Connecticut's Catholics make up 36.6 percent of this state's population, according to the U.S. Conference of Bishops. That's the fourth highest in the nation behind Rhode Island (59 percent), Massachusetts ( 42 percent) and New York (37.1 percent). Catholics represent about 22 percent of the entire U.S. population.
Lakeland says American Catholics' views on most issues aren't that much different from the views of their non-Catholic neighbors. And public opinion polls indicate that most American Catholics are more liberal on many issues than their bishops.

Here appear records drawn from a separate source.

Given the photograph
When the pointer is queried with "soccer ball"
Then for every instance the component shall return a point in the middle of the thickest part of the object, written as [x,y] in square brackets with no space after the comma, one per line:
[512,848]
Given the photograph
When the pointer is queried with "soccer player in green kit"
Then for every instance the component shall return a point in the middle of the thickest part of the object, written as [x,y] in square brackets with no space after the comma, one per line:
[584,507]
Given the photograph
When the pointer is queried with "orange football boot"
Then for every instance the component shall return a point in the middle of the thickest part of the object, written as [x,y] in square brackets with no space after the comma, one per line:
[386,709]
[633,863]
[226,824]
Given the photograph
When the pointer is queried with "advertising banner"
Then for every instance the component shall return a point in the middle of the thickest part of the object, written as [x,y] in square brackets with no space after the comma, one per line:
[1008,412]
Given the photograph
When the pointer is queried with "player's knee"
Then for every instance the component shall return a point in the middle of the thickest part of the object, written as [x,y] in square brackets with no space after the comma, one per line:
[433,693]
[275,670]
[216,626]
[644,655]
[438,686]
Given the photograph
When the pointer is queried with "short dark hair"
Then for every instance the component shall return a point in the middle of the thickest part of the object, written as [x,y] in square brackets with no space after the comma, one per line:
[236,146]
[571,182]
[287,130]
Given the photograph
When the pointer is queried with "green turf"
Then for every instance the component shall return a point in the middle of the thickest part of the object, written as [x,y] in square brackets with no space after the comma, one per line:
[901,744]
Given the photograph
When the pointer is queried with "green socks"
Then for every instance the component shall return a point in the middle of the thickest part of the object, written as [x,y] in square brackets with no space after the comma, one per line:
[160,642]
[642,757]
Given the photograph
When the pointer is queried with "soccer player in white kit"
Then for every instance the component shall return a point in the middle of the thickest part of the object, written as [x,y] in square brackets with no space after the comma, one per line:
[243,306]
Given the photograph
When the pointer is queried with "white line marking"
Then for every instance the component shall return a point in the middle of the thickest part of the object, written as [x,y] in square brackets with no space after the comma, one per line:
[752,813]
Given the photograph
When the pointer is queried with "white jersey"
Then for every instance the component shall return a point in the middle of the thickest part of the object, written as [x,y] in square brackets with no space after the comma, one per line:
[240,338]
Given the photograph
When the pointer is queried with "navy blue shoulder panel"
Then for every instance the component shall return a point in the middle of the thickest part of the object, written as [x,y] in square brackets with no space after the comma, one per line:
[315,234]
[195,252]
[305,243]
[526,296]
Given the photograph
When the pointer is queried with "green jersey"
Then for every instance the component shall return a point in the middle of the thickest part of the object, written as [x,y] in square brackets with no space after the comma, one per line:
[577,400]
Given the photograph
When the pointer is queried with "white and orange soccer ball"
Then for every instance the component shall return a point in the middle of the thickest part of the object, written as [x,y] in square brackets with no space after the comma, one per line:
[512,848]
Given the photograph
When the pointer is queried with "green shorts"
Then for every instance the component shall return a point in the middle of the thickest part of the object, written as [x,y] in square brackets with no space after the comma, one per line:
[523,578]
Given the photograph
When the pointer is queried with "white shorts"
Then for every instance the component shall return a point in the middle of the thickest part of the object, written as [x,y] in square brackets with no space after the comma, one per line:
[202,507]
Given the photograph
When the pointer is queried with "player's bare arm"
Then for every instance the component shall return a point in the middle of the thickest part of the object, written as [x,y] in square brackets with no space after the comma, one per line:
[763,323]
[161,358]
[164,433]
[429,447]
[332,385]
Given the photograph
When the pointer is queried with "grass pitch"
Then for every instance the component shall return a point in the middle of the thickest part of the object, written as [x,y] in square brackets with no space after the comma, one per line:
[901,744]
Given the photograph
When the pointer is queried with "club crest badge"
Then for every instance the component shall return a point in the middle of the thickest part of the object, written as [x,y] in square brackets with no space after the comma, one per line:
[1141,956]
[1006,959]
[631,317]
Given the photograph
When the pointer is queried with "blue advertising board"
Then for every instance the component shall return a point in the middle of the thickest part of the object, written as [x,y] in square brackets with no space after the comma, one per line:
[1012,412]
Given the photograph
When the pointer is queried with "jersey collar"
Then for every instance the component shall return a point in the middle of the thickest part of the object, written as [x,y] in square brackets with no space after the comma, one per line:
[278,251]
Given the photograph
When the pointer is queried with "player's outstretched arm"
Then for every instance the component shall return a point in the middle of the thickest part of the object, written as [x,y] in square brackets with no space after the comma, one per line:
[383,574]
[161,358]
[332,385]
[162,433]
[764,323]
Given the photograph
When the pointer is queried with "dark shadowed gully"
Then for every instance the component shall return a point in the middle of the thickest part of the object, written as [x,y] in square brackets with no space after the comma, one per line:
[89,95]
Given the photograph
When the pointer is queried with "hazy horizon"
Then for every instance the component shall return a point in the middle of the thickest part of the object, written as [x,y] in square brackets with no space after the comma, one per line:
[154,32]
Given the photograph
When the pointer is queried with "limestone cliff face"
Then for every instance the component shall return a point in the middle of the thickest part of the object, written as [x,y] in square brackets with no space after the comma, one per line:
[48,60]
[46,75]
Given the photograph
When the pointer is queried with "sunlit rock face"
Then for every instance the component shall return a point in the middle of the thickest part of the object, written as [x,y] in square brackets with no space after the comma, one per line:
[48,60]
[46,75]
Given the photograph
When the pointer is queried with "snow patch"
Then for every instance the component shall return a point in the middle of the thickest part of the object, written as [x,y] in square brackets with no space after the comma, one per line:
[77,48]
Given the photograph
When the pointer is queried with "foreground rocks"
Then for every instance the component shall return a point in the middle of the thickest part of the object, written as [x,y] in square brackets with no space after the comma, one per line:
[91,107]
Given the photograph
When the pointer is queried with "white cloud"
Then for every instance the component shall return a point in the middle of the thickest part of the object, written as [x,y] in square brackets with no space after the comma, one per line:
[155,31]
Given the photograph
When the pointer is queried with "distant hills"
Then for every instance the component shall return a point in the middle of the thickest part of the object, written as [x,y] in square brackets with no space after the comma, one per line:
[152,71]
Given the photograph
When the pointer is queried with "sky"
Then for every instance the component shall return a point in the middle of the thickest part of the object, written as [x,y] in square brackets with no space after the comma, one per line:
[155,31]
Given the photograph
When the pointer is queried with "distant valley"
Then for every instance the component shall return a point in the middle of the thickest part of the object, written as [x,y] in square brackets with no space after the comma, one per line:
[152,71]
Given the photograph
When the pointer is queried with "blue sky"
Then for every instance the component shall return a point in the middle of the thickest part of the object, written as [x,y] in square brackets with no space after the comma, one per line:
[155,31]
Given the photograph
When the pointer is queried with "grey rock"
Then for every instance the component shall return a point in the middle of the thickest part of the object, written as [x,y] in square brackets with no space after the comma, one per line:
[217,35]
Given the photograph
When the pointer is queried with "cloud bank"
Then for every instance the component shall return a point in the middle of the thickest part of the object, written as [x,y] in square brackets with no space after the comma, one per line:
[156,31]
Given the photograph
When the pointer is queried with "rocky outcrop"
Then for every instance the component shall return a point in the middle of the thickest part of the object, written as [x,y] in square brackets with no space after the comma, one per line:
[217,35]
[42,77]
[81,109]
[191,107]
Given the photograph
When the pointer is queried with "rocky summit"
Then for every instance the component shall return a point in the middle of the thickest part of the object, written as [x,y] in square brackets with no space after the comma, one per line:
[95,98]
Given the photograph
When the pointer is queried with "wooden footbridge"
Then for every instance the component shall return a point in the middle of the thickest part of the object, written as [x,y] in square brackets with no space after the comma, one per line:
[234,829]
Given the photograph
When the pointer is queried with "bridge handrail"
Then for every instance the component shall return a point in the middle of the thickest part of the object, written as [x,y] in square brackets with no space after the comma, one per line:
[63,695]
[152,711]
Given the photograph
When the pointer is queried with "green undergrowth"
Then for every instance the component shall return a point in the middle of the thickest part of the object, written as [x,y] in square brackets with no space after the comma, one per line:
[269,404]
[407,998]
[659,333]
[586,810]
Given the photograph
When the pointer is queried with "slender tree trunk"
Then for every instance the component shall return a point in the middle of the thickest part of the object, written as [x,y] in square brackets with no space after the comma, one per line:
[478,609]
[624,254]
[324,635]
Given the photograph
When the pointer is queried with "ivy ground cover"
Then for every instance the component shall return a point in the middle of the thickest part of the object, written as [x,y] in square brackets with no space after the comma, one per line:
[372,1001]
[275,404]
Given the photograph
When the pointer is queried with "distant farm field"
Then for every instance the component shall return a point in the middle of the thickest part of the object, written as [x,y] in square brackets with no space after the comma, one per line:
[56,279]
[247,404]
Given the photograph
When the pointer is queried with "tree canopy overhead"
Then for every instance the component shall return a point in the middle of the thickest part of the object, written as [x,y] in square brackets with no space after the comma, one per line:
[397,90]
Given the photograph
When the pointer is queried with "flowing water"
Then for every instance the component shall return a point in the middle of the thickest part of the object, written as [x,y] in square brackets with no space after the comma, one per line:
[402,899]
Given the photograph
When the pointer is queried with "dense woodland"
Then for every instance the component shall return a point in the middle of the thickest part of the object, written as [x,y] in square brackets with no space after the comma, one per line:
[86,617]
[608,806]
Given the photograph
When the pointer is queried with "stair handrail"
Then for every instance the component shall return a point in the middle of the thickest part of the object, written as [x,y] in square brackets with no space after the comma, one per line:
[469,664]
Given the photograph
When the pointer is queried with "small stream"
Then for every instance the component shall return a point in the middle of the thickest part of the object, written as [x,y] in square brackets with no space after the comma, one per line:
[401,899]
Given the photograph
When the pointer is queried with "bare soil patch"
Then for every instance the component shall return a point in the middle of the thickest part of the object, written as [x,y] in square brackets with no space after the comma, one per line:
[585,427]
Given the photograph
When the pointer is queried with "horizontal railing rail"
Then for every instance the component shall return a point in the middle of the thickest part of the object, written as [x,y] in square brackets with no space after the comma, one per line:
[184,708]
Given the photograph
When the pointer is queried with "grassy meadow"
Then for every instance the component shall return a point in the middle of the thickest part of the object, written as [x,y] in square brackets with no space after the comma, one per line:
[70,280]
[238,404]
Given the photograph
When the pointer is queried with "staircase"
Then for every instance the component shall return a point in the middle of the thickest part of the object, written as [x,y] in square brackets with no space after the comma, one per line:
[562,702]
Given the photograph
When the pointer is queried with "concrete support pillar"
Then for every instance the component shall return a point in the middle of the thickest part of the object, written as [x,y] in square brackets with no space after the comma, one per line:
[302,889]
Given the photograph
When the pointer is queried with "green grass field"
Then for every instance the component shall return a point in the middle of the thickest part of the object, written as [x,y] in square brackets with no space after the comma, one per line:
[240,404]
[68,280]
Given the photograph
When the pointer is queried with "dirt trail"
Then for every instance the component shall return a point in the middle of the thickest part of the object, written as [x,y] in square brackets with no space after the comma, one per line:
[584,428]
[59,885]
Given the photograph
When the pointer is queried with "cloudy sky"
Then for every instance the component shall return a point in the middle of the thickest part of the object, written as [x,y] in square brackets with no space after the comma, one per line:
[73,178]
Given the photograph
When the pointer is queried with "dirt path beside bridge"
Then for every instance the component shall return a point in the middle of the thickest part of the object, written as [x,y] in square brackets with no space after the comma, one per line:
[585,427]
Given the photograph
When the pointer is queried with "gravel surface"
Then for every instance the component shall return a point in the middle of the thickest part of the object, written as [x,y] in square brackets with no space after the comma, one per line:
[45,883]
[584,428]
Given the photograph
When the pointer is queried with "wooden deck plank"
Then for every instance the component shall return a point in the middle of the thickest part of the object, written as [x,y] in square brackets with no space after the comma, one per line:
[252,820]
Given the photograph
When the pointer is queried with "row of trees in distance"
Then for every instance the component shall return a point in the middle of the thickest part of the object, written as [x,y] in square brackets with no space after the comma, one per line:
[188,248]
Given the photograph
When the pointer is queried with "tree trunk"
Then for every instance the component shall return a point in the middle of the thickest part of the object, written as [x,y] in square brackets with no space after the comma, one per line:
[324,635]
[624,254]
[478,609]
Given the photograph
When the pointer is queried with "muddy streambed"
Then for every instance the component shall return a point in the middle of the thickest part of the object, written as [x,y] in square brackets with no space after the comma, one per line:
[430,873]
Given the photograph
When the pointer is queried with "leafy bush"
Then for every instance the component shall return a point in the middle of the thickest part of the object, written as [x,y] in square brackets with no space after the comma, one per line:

"It's probably safe to say that most Catholic bishops appointed [by the Pope] in the last 10 years or so have been relatively conservative," Lakeland says. That includes Archbishop Mansell and William E. Lori, who was bishop of the Bridgeport Diocese until becoming Archbishop of Baltimore earlier this year.
"Currently, the American bishops are doing a lot of chest beating and taking a higher profile politically," Lakeland adds.
Lori has been one of the most prominent critics of the Obama Administration's requirement that faith-based colleges and hospitals offer employees health insurance plans that cover birth control. He is now heading up the Catholic bishops controversial campaign to promote the idea that religious freedom is under attack.
But most American Catholics aren't buying what the bishops are selling.
A recent Public Religion Research Institute poll found that about 60 percent of Catholics in this country don't believe that religious freedom is under attack.
The same polling group last year found that 43 percent of American Catholics support same-sex marriage; and another 31 percent favor gay civil unions. The Catholic Church considers homosexuality to be a "sign of intrinsic disorder."
Another survey by the Public Religion Research Institute in February indicated that 58 percent of Catholics agreed that all employers should be required to offer employees health insurance coverage for birth control at no cost.
In Connecticut, a state with very liberal attitudes about abortion, contraception and same-sex marriage, the bishops' arguments on these issues are likely have even less traction with Catholic voters.
Recent polls show Obama leading Republican Mitt Romney by about seven percentage points in Connecticut.
The political track record of Catholic bishops in this state hasn't been terrific.
Several years ago, Mansell led the fight to block state legislation to require Catholic hospitals to provide Plan B birth control to rape victims, and lost. The bishops lost another high-profile fight when the General Assembly approved same-sex marriages.
Repeal of Connecticut's death penalty last year was something Connecticut's bishops have been urging for decades. But how much influence they had on that debate or any other major political issue in Connecticut is questionable.
Catholics in Connecticut "behave politically very much like any other Americans," says Lakeland. "And they don't take marching orders from their bishops."